The Under-17 International Development Week kicked into full-gear Saturday evening as the U.S. and Swedish National Teams practiced mini-camp style in preparation for a week chock-full of drills and scrimmages.

Like their Under-15 and Under-19 counterparts, the U.S. players are led by many of the nation’s top high school coaches. Offensive line coach Dave Walsh, who holds the same position at Booker T. Washington High School in Tulsa, Okla., wants his players to treat this week like any other team practice.

“After the first couple of days, all these guys are real close and they might as well have been playing together for years,” Walsh said. “The great thing about this week is the lasting relationships that the players and coaches foster. Camps like this are great tools for young football players.”

As soon as the players from Team USA arrived by bus at the practice field, it was time to work on their skills. After a few quick stretches, players were on the field practicing full speed. Coaches took every opportunity to emphasize fundamentals first during drills.

“I would like to work more on my technique and routes,” said Marquise Calhoun, a sophomore wide receiver from Henrietta High School in Henrietta, Texas. “Hopefully by the end of the week, we will all see improvement and have something to be proud of.”

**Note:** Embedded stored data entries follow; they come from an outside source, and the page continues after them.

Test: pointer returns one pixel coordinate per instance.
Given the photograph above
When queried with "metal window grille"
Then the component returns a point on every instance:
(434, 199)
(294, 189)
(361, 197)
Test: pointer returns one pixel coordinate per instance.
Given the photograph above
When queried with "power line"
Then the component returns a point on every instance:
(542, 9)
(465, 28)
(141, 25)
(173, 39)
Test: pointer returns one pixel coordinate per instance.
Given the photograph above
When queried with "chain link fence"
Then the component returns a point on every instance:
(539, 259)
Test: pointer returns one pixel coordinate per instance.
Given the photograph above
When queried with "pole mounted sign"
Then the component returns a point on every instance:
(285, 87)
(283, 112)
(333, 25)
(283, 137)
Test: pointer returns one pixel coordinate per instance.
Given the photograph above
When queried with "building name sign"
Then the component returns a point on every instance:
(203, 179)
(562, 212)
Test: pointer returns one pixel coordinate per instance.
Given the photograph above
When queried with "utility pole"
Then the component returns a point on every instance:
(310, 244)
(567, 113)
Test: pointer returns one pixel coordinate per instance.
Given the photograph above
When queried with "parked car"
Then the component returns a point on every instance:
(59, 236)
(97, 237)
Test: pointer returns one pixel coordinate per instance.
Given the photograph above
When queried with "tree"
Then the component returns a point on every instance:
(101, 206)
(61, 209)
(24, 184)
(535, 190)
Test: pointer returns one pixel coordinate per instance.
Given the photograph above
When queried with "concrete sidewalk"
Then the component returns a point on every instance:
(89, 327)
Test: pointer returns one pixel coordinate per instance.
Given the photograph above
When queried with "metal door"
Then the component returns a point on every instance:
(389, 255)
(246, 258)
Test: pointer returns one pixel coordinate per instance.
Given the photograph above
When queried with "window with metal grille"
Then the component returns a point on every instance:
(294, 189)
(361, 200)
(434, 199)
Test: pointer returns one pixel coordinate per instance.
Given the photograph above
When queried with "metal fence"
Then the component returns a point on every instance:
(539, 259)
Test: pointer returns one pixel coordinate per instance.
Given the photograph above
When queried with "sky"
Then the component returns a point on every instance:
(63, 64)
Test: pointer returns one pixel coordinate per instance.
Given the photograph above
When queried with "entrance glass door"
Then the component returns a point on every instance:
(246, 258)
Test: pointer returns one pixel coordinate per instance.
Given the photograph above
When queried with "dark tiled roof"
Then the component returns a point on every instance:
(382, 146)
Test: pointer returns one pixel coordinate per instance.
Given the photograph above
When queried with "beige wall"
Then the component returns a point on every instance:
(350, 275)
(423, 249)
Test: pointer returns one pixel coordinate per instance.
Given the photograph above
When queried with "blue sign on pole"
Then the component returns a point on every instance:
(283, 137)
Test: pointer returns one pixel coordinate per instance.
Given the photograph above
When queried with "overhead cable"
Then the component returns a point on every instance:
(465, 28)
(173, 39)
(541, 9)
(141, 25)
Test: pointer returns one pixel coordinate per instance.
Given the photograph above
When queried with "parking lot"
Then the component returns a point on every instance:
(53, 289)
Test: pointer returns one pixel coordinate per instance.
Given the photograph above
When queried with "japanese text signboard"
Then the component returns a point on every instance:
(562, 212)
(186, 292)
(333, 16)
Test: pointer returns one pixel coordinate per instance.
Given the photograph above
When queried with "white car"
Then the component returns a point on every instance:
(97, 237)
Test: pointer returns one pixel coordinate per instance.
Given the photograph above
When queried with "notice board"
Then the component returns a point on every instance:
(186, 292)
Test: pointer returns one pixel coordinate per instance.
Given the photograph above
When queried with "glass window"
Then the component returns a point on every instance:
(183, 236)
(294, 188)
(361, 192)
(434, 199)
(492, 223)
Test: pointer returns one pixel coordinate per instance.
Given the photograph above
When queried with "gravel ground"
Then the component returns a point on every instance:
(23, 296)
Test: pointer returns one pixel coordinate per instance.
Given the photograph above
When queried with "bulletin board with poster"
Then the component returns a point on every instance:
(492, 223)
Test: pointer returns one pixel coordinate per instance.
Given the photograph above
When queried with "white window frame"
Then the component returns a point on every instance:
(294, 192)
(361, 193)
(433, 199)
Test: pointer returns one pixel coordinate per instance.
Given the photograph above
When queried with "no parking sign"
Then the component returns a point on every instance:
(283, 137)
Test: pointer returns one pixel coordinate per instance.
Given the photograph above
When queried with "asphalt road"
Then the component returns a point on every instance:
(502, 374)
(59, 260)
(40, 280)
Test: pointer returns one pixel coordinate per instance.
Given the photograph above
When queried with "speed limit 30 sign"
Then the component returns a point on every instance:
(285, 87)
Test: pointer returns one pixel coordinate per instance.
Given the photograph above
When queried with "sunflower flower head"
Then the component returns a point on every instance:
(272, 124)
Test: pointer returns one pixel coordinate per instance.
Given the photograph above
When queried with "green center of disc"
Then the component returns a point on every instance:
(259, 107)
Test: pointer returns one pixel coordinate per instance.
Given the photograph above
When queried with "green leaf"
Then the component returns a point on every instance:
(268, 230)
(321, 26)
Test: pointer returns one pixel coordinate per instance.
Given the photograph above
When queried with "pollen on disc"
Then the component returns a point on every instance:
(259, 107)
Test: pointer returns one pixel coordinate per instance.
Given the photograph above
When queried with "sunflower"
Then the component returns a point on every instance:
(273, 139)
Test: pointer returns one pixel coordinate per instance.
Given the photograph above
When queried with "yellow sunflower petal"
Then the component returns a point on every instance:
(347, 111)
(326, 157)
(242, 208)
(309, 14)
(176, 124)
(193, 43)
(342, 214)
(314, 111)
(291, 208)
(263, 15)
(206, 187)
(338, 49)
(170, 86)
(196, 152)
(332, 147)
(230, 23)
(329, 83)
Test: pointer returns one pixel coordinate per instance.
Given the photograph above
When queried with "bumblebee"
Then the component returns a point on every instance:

Like Team USA, Team Sweden split into smaller groups by position, just with a few less players. Head coach Stefan Clavebring, also the coach of the Swedish U-15 National Team, knows his players may have a slight disadvantage as far as size, but he doesn’t see it as a hindrance to his team’s performance throughout the week. Sweden will have the chance to play against all three U.S. teams this week, and its players are eager to showcase their talents alongside Team USA.

“The guys don’t care so much about their size compared to Team USA,” Clavebring said. “It motivates them to work that much harder to show everyone that our players can compete. Once again, we are just here to learn and get better in the end.”

 

TRAINERS KNOW BEST   With temperatures lingering near 100 degrees during the day, it’s important for both the U.S. and Swedish trainers to keep a close eye on players’ health.

“One of the most common injuries players will suffer in the heat are cramps,” Team USA trainer Tommy Anderson said. “Lots of water is important, but also stretching and just being careful on the field helps prevent major injuries.”

 

A BIT OF HOME   When you’re more than 5,000 miles away from home, little things like having family make the trip can make all the difference. And while it’s not legal to bring food items into the States from overseas, one Swedish player still found a way to have his favorite dessert while in Austin for a week.

“In Sweden, we have a dessert called Ostkaka,” said Isak Hohn, a defensive end from Lund, Sweden. “It is a bit like what you would call cheesecake, but my mom was able to make some and share it with the team. It was good to have even though we are not in Sweden.”

 

SIBLING ASSISTANCE   Team USA coaches weren’t the only ones trying to get their point across to players during mini-camp drills. Tyree Davis — the younger brother of Sean Davis, a junior outside linebacker from Clayton High School in St. Louis — was right alongside his brother to offer input as well.

“Sean will always listen to me,” said the younger Davis. “I may not know as much as the coaches, but we always work on drills in the backyard together, and I can help sometimes. I try not to get in the way of the coaches too much.”